Berkaitan dengan keterbatasan personalia Penyuluh Pertanian dan keterbatasan
finansial pemerintah pusat dan wilayah, maka kini komunikasi bertumpu pada penggunaan komputer dan teknologi informasi yang lebih efektif dan efisien. Materi informasinya bukan hanya inovasi teknologi, tetapi juga inovasi kelembagaan, metode penyelenggaraan peenyuluhan, serta ilmu pengetahuan dan teknologi lainnya. Pemeran utama dalam hal ini justru bukan semata dari kelembagaan Pemerintah Jepang, melainkan juga dari organisasi swasta dan nirlaba.

Dengan perangkat teknologi informasi, para Pemandu Penyuluhan petanian dapat
dengan cepat mempertukarkan informasi spesfik lokasi ke wilayah pengembangan
lainnya.
Perangkat yang digunakan berkembang seiring waktu. Jika pada tahun 1975
sebagai, awal penerapannya menggunakan “Surat Berantai” (Snail Letter), maka pada
tahun 1985 beralih dengan menggalakkan penggunaan faksimili.

Pada tahun 1990 diramaikan dengan penggunaan jaringan komunikasi personal yang diberi nama Nilai Tambah Jaringan Kerja Penyuluhan (Fukyu/Extemion Value Added). Jaringan komunikasi yang paling populer diterapkan pada tahun 2000 sampai saat ini, sistem diberi nama Jaringan Kerja Informasi Penyuluhan (Extension Information Network) atau disingkat El-Net, dipadukan dengan internet, home page, dan dioperasikan oleh Pusat Teknologi Informasi Jepang.

Selain lembaga tersebut diatas, dijumpai pula Jaringan Kerja Lokal yang bersifat
tertutup, dioperasikan oleh pemerintah wilayah dan Pusat Penyuluhan Petanian
dengan sasaran utama para petani. Hal ini melibatkan lembaga pemerintahan wilayah, pusat penyuluhan, lembaga penelitian pertanian wilayah, koperasi pertanian, serta petani, dengan ruang lingkupnya wilayah.

Informasi terbaru, sebagai reaksi atas pemanasan global, Jepang mulai mengembangkan pertanian padi yang yang dapat bertahan terhadap panas dan berkurangnya air. Kementerian terkait juga berencana mengungkap upaya untuk mengatasi dampak dari pemanasan global, termasuk padi jenis baru, serta upaya untuk produksi buah dan sayuran.
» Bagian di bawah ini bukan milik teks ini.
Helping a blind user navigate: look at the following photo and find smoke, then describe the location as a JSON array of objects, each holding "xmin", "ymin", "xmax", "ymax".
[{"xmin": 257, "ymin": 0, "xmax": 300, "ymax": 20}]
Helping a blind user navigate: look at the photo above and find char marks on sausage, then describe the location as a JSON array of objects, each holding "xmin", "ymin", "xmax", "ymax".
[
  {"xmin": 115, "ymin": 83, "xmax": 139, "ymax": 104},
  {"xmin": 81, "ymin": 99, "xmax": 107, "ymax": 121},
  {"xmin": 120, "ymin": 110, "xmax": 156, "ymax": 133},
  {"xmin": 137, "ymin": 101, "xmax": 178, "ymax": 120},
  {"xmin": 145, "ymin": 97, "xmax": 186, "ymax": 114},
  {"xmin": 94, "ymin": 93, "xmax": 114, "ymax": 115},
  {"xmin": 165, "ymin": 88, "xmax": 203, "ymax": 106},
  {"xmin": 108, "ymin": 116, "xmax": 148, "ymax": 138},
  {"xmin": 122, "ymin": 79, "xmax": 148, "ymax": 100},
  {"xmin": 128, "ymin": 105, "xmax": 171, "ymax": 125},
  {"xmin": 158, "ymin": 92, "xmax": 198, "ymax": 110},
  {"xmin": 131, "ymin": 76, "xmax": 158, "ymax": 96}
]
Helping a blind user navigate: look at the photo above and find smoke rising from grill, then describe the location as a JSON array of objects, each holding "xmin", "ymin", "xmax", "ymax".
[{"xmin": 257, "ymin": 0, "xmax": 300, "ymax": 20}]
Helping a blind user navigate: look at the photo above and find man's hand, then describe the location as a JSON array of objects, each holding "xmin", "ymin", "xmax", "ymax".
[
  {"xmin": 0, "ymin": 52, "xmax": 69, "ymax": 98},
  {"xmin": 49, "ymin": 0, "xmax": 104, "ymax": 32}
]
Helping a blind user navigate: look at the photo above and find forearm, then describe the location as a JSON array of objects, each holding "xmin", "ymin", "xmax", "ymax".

Jepang senantiasa terus berbenah. Mereka tak terbiasa menunggu peluang datang, tetapi mencari dan menciptakan sendiri peluang tersebut. Mereka tidak mudah tunduk pada kekalahan dan kegagalan. Mereka juga tidak mudah putus asa dan menyerah begitu saja. Bagi bangsa Jepang, kalah dan gagal setelah berjuang lebih mulia daripada mati sebelum berperang atau mencoba. Tidak ada keberhasilan yang diperoleh tanpa curahan keringat dan pengorbanan. Dengan kesungguhan, disiplin, kerja keras, dan semangat Bushido yang diwarisi secara turun-temurun, akhirnya Jepang menjadi salah satu penguasa perekonomian dunia.